FYI: As of this second there are only 198 members that even qualify(20 post min) to win the prize. So the odds are pretty good, especially since some of them have disappeared off the face of the earth.


----------



## Rumble_b (Feb 14, 2006)

Jeff Flowerday said:


> FYI: As of this second there are only 198 members that even qualify(20 post min) to win the prize. So the odds are pretty good, especially since some of them have disappeared off the face of the earth.
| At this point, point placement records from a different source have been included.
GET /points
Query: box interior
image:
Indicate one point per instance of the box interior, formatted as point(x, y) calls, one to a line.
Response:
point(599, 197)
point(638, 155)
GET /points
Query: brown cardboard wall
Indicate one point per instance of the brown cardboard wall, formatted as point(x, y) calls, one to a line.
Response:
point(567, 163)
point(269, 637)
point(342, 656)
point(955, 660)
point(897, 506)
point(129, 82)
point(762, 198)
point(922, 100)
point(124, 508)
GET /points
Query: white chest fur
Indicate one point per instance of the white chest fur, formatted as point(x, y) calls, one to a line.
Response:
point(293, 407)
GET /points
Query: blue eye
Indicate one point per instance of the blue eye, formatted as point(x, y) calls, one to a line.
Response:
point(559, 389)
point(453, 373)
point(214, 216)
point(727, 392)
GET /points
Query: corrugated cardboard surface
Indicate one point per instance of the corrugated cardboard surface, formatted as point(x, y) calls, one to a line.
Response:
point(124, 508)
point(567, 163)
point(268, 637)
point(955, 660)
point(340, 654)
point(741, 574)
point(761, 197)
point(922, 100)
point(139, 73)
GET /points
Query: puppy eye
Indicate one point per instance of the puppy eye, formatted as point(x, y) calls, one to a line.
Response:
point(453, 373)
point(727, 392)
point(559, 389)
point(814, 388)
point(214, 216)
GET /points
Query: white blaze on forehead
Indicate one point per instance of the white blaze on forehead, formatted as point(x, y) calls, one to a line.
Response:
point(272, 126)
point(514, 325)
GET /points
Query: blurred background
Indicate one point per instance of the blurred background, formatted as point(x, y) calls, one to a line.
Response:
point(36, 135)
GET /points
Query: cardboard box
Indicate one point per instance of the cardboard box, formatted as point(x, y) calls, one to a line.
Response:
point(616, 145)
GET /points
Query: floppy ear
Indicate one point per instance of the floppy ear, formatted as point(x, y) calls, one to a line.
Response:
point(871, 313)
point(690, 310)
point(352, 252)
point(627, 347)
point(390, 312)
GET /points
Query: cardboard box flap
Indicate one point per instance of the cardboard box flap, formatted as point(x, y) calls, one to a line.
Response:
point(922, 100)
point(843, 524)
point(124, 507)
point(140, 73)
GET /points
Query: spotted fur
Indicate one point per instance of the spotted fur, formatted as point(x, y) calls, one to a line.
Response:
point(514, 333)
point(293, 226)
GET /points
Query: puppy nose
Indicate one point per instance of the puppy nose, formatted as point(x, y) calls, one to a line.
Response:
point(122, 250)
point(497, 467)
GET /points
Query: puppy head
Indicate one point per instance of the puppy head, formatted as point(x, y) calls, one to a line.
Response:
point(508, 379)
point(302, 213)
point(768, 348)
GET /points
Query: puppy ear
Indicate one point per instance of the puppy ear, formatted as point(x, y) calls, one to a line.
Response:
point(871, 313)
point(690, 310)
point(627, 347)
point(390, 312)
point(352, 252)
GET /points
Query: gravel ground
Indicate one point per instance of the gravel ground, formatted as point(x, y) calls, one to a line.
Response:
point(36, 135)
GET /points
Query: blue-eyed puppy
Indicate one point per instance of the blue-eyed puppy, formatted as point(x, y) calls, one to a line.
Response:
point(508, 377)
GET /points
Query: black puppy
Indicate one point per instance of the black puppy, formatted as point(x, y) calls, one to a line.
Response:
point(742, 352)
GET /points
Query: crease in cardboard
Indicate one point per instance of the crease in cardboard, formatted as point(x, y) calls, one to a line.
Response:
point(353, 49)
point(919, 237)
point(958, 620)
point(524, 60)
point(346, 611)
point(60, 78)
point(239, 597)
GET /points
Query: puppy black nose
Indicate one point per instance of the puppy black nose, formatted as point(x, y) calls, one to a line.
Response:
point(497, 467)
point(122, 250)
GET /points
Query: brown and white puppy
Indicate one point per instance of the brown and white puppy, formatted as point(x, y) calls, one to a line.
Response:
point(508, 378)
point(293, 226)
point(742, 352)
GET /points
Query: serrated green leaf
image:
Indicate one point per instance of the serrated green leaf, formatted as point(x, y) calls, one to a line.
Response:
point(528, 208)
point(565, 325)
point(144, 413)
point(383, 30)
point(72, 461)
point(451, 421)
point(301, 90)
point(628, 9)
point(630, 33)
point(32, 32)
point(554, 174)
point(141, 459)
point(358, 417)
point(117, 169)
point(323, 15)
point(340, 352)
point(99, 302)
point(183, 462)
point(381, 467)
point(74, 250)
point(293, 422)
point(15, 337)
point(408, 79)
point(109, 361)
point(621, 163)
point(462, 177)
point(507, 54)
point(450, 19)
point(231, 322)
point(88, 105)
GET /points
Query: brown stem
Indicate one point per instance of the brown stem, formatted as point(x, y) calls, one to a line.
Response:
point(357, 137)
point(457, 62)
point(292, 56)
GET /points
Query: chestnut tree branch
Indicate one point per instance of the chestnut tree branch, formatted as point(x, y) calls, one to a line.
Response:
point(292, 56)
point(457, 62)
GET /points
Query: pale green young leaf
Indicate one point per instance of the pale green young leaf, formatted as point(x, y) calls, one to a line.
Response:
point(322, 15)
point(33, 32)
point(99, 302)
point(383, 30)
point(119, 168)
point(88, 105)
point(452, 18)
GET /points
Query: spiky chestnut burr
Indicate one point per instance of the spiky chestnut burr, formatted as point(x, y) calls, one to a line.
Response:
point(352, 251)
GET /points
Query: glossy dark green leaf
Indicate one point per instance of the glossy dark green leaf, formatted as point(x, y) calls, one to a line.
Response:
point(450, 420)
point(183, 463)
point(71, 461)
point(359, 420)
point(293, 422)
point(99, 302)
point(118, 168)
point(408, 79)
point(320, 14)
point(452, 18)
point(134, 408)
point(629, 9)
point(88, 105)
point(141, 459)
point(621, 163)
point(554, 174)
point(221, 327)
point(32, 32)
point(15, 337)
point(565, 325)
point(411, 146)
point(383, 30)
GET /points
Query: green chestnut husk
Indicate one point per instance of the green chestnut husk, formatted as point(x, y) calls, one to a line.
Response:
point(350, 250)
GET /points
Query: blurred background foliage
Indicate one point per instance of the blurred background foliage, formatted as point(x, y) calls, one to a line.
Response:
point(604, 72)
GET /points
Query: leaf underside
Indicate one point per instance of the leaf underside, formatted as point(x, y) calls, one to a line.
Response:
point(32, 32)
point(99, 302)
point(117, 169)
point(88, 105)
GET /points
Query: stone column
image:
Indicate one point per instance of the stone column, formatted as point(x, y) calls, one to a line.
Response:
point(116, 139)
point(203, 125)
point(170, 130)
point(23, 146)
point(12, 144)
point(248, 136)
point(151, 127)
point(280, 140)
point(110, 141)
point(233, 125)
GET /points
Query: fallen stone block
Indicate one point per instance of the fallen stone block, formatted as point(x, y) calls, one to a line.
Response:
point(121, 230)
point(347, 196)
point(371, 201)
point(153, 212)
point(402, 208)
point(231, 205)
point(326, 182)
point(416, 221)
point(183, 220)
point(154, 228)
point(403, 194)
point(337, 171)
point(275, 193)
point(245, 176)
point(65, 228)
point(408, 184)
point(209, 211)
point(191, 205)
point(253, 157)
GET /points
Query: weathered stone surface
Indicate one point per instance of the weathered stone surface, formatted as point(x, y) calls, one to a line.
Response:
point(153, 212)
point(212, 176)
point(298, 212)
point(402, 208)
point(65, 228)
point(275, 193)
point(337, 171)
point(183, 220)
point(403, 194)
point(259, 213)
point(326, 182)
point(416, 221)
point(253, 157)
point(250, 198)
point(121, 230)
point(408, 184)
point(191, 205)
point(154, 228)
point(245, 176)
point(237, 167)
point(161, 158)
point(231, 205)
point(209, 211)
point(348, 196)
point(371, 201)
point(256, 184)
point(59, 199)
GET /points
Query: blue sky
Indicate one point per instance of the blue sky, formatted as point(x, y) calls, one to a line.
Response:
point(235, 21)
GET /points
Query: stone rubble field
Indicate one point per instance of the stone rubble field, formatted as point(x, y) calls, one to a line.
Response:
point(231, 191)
Well thats good to hear. And bad too I guess. More active members would be great but I like how the odds are pretty good for me to win. Not that I will, I never win anything.


----------



## Jeff Flowerday (Jan 23, 2006)

Quick update:

I suggest all you < 20 members get your post count up. We are going to try and make this contest a regular thing. In fact we have our second gracious vendor patiently waiting!
:banana: 

Our Vendors rule! :bow: :bow:


----------



## bubkusjones (Sep 26, 2006)

Alright! Finally, a gear contest that Canadians can win! I'm sure I'm not the only one who gets PO'd at seeing all those contests like "Win Joe Satriani's Rig!" or "Win a $5000 Home Recording Suite", etc., and one of the first lines they have is "Open To U.S. Residents Only". 
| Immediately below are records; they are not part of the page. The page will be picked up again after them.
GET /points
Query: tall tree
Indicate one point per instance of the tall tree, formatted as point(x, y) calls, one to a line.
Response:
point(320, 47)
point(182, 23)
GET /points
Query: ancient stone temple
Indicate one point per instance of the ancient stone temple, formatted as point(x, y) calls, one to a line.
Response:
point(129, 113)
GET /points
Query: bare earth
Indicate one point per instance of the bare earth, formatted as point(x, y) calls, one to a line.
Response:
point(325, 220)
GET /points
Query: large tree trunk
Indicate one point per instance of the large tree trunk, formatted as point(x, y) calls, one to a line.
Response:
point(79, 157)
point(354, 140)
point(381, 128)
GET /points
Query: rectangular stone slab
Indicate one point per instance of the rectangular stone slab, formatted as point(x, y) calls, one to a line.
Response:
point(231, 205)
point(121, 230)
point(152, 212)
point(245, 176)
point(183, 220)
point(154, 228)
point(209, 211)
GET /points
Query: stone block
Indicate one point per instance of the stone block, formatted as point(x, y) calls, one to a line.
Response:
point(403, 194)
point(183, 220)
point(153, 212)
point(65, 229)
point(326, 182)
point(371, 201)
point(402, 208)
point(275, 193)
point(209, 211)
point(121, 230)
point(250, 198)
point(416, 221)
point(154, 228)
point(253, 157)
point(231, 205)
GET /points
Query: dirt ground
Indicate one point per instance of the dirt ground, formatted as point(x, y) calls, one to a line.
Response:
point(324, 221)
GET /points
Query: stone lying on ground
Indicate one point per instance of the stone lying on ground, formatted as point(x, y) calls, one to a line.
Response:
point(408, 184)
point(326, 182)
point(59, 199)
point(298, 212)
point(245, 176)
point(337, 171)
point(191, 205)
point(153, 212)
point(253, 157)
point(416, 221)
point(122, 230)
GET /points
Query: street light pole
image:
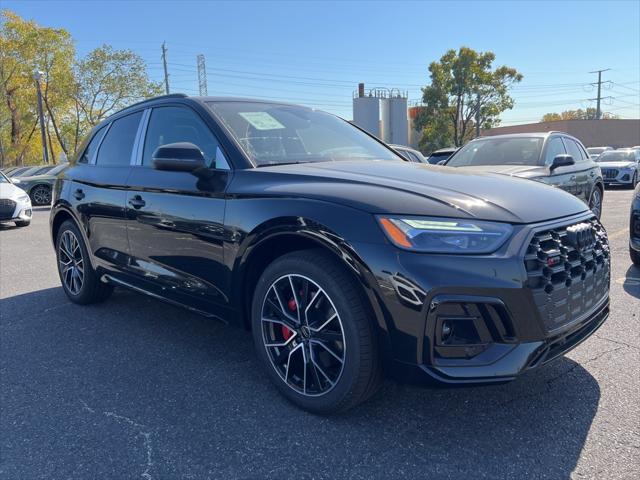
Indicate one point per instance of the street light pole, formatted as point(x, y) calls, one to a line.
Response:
point(45, 155)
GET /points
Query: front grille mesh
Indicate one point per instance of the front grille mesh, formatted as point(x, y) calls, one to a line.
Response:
point(567, 282)
point(7, 207)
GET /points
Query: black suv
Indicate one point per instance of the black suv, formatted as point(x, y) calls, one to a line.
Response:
point(554, 158)
point(340, 257)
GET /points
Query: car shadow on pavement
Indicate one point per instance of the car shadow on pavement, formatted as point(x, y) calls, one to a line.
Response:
point(631, 283)
point(79, 382)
I doubt my post count is high enough, yet, though.


----------



## Jeff Flowerday (Jan 23, 2006)

bubkusjones said:


> Alright! Finally, a gear contest that Canadians can win! I'm sure I'm not the only one who gets PO'd at seeing all those contests like "Win Joe Satriani's Rig!" or "Win a $5000 Home Recording Suite", etc., and one of the first lines they have is "Open To U.S. Residents Only".
> 
> I doubt my post count is high enough, yet, though.


Sure you have enough posts to qualify! But the more made between now and end of Mar the better. No limit on the amount of entries! :bow:


----------



## mrdylan (Apr 22, 2006)

Jeff Flowerday said:


> Quick update:
> In fact we have our second gracious vendor patiently waiting!
> :banana:
> 
> Our Vendors rule! :bow: :bow:



Sweet. As stated above it's about time us canucks got to enter into contests. Bothers me too that every decent one out there is US only.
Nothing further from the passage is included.